Family |
Poaceae
Melica eligulata
Boiss.
Melica eligulata Boiss.
(First published in Diagn. Pl. Orient. 13: 56; 1854. Treated in Nouv. Flore du Liban et de la Syrie, vol. 1, p. 92–93, Pl. XXVII nº 2; 1966)
• Life-form & habit: Densely tufted perennial with slender, smooth, erect culms 10 – 80 cm tall; sheaths striate, glabrous; ligule extremely short or absent.
• Leaves: Blades very narrow, generally convolute except in forma planifolia Bornm., which has flat leaves c. 3 mm wide; margins scabrous.
• Inflorescence & flowers: Panicle long-pedunculate, loose, few-flowered, with erect scabrid branches. Spikelets 2-flowered; glumes greenish-violaceous, oblong-ovate, slightly unequal; lemmas of the two fertile florets oval, the lower acute, the upper obtuse; rudimentary sterile florets forming a small clavate body at the tip; anthers linear, ovary glabrous.
• Fruit: Caryopsis ellipsoid, smooth.
• Phenology: Flowers April – August.
• Habitat & elevation: Rocky slopes and open ground, from the coastal hills to mid-mountain zones.
• Lebanese distribution: Nahr Damour, Beirut, Nahr el-Kelb, Antélias, Nahr Ibrahim, Ras Chekka – Hamaté, Tripoli, Moukhtara, Jamhour, ʿAley, Ghosta, Bikfaya, Mrouj, Douma, Bcharré, Ehden; also in the Amanus and coastal Syria.
• Native range: Afghanistan, Iran, Iraq, Lebanon-Syria, Turkey (POWO).

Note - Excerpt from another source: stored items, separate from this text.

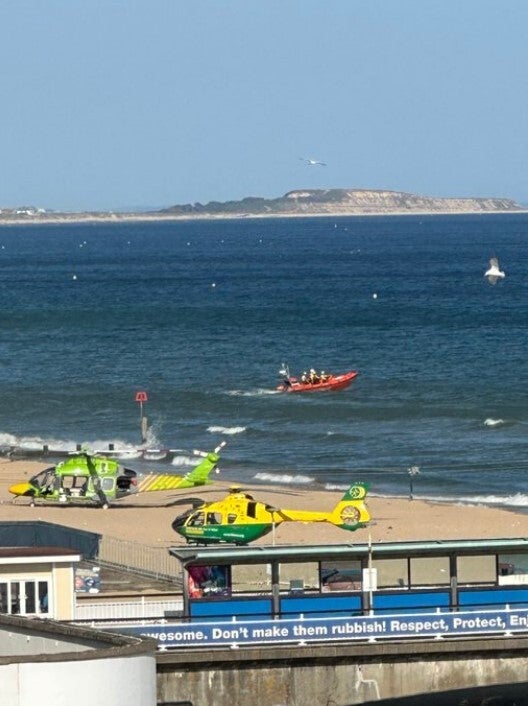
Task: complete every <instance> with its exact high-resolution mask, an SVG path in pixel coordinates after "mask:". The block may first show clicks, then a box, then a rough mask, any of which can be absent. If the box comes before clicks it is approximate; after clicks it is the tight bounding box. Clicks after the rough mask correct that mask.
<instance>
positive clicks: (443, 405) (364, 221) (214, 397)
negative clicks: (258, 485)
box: [0, 214, 528, 507]
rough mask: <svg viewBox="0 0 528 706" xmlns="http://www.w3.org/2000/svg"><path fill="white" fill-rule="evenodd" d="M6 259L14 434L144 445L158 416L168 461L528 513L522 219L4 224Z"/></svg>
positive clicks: (524, 305) (442, 219) (59, 438)
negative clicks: (283, 369)
mask: <svg viewBox="0 0 528 706" xmlns="http://www.w3.org/2000/svg"><path fill="white" fill-rule="evenodd" d="M492 256H498V257H499V259H500V264H501V267H502V268H503V269H504V270H505V272H506V277H505V278H504V280H502V281H499V282H498V283H497V285H496V286H491V285H490V284H489V283H488V282H487V280H486V279H485V278H484V272H485V270H486V269H487V266H488V261H489V258H490V257H492ZM0 268H1V272H0V302H1V313H0V317H1V319H0V320H1V328H0V395H1V404H0V444H5V445H10V444H13V445H22V446H26V447H28V448H32V447H34V448H39V447H40V445H42V444H48V445H49V446H50V447H52V448H63V449H66V448H70V447H73V448H75V445H76V444H77V443H82V444H86V445H88V447H90V448H92V449H97V448H103V447H107V446H108V444H110V443H112V444H114V445H115V446H116V447H119V448H123V447H126V448H127V449H128V452H129V456H134V449H135V448H136V447H137V446H139V445H141V432H140V413H141V411H142V413H143V414H144V415H146V416H147V417H148V423H149V445H150V446H151V447H153V448H159V449H168V448H170V449H173V450H174V449H175V450H176V451H175V452H174V453H173V454H172V455H170V456H168V457H167V459H168V460H165V457H164V456H163V453H160V454H158V455H156V454H153V457H152V458H153V459H154V460H153V461H151V463H152V464H153V466H154V467H156V466H158V467H163V470H167V467H168V466H169V464H170V466H171V467H173V468H174V470H175V472H181V471H182V469H186V468H188V467H189V466H190V464H192V463H194V461H193V458H192V455H191V451H192V450H193V449H196V448H198V449H202V450H210V449H212V448H213V447H214V446H216V445H217V444H218V443H219V442H220V441H224V440H227V442H228V443H227V446H226V448H225V449H224V451H223V456H222V462H221V464H220V468H221V472H222V474H223V477H224V479H226V480H229V479H236V480H239V481H242V482H244V483H246V484H253V485H254V484H257V483H263V482H274V483H284V484H292V485H304V486H307V487H309V486H312V485H313V486H314V487H326V488H331V489H334V488H335V489H341V488H345V487H347V486H348V485H349V484H350V483H351V482H352V481H353V480H357V479H359V480H366V481H368V482H369V483H370V486H371V492H373V493H379V494H387V493H392V494H402V495H406V494H408V493H409V492H410V485H411V482H412V485H413V493H414V495H415V496H416V497H434V498H439V499H446V500H453V499H459V498H460V499H471V500H473V501H476V502H483V503H488V504H491V503H498V504H502V505H507V506H517V507H523V506H528V493H527V492H526V481H527V479H528V475H527V472H528V458H527V456H526V447H527V445H526V434H527V431H528V404H527V403H528V384H527V383H528V364H527V361H526V355H527V350H528V345H527V327H528V215H526V214H511V215H500V214H493V215H478V216H471V215H467V216H399V217H354V218H351V217H348V218H345V217H341V218H270V219H250V218H247V219H238V220H193V221H173V222H153V223H100V224H78V225H75V224H64V225H27V226H11V227H5V226H4V227H2V228H1V229H0ZM283 363H285V364H287V365H288V366H289V368H290V371H291V373H292V374H295V373H301V372H302V371H303V370H307V369H309V368H311V367H314V368H316V369H318V370H321V369H325V370H326V371H328V372H334V373H339V372H344V371H347V370H352V369H355V370H358V371H359V376H358V378H357V380H356V381H355V382H354V383H353V385H352V386H351V387H350V388H348V389H346V390H343V391H340V392H335V393H319V394H310V395H292V394H283V393H279V392H278V391H277V390H276V386H277V384H278V383H279V382H280V376H279V375H278V371H279V369H280V367H281V365H282V364H283ZM137 391H145V392H147V395H148V400H147V402H145V403H144V405H143V408H142V410H140V407H139V405H138V403H136V402H135V395H136V392H137ZM137 463H138V464H140V465H141V464H143V465H144V464H146V463H147V461H145V459H140V458H138V459H137ZM129 465H132V462H130V463H129ZM410 469H416V470H417V471H419V472H416V473H415V472H414V471H413V472H410Z"/></svg>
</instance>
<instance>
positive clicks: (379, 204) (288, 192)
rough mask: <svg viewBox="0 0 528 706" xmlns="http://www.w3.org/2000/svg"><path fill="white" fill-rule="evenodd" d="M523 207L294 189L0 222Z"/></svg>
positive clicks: (375, 212) (11, 208)
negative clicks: (280, 193)
mask: <svg viewBox="0 0 528 706" xmlns="http://www.w3.org/2000/svg"><path fill="white" fill-rule="evenodd" d="M526 210H527V209H526V208H525V207H524V206H522V205H520V204H518V203H516V202H515V201H514V200H512V199H508V198H496V197H484V198H483V197H475V198H459V197H447V198H439V197H433V196H420V195H417V194H410V193H406V192H403V191H387V190H378V189H298V190H296V191H288V193H286V194H284V196H279V197H278V198H275V199H265V198H261V197H256V196H249V197H247V198H244V199H241V200H240V201H223V202H220V201H209V203H206V204H201V203H193V204H182V205H176V206H170V207H169V208H164V209H160V210H153V211H146V212H137V213H134V212H119V211H114V212H109V211H85V212H78V213H74V212H60V211H48V210H46V209H43V208H35V207H31V206H29V207H27V206H24V207H20V208H2V209H1V210H0V225H2V224H4V225H9V224H19V223H63V222H84V221H114V222H115V221H160V220H180V219H198V218H270V217H279V216H280V217H288V216H290V217H294V216H371V215H377V216H384V215H404V214H407V215H413V214H424V215H425V214H464V213H466V214H468V213H482V214H483V213H519V212H523V211H526Z"/></svg>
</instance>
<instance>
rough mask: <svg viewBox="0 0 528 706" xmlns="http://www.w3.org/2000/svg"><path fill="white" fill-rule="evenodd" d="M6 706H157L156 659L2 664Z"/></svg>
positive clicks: (1, 699) (121, 658)
mask: <svg viewBox="0 0 528 706" xmlns="http://www.w3.org/2000/svg"><path fill="white" fill-rule="evenodd" d="M0 685H1V703H2V706H36V704H38V706H123V704H126V706H156V659H155V657H154V656H153V655H152V656H148V655H147V656H145V655H141V656H138V657H119V658H113V659H82V660H79V661H74V662H23V663H17V664H8V665H0Z"/></svg>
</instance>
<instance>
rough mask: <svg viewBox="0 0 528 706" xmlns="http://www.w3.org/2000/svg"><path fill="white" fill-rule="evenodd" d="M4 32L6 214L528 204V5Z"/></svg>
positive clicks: (211, 10) (74, 7) (150, 22)
mask: <svg viewBox="0 0 528 706" xmlns="http://www.w3.org/2000/svg"><path fill="white" fill-rule="evenodd" d="M0 26H1V28H2V29H1V32H2V39H1V41H0V60H1V64H2V67H3V71H2V81H1V84H0V91H1V95H2V99H3V100H2V107H1V110H0V145H1V152H0V207H2V206H16V205H23V204H25V205H30V204H31V205H35V206H41V207H44V208H53V209H60V210H74V211H76V210H90V209H103V210H111V209H116V210H118V209H123V208H131V207H157V206H159V207H161V206H166V205H171V204H176V203H188V202H195V201H200V202H202V203H206V202H207V201H210V200H218V201H225V200H229V199H239V198H242V197H244V196H263V197H267V198H272V197H276V196H280V195H282V194H283V193H285V192H286V191H289V190H291V189H297V188H341V187H342V188H372V189H394V190H402V191H411V192H414V193H420V194H426V195H432V196H506V197H511V198H514V199H517V200H519V201H521V202H523V203H528V169H527V167H526V165H527V163H528V90H527V88H528V87H527V83H528V71H527V67H528V41H527V40H526V37H527V33H528V2H525V0H493V1H492V0H439V1H438V2H437V1H436V0H383V1H382V0H320V1H318V2H315V1H313V0H225V1H224V2H222V1H221V0H210V1H207V2H206V1H205V0H185V1H180V0H123V1H121V0H89V1H87V0H46V1H45V2H43V1H42V0H2V2H1V4H0ZM300 157H307V158H315V159H319V160H324V161H325V162H326V164H327V166H325V167H320V166H318V167H310V166H308V165H307V164H305V163H303V162H301V160H300V159H299V158H300Z"/></svg>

• ⚠️ Taxonomic note: A very homogeneous species except for forma planifolia. Boissier’s original collections labelled eligulata rarely lack a ligule, suggesting that complete absence is exceptional. Morphologically close to M. minuta L., but separable by its habit and looser panicle. Its exact rank—as a good species or a subspecies of M. minuta—remains somewhat uncertain.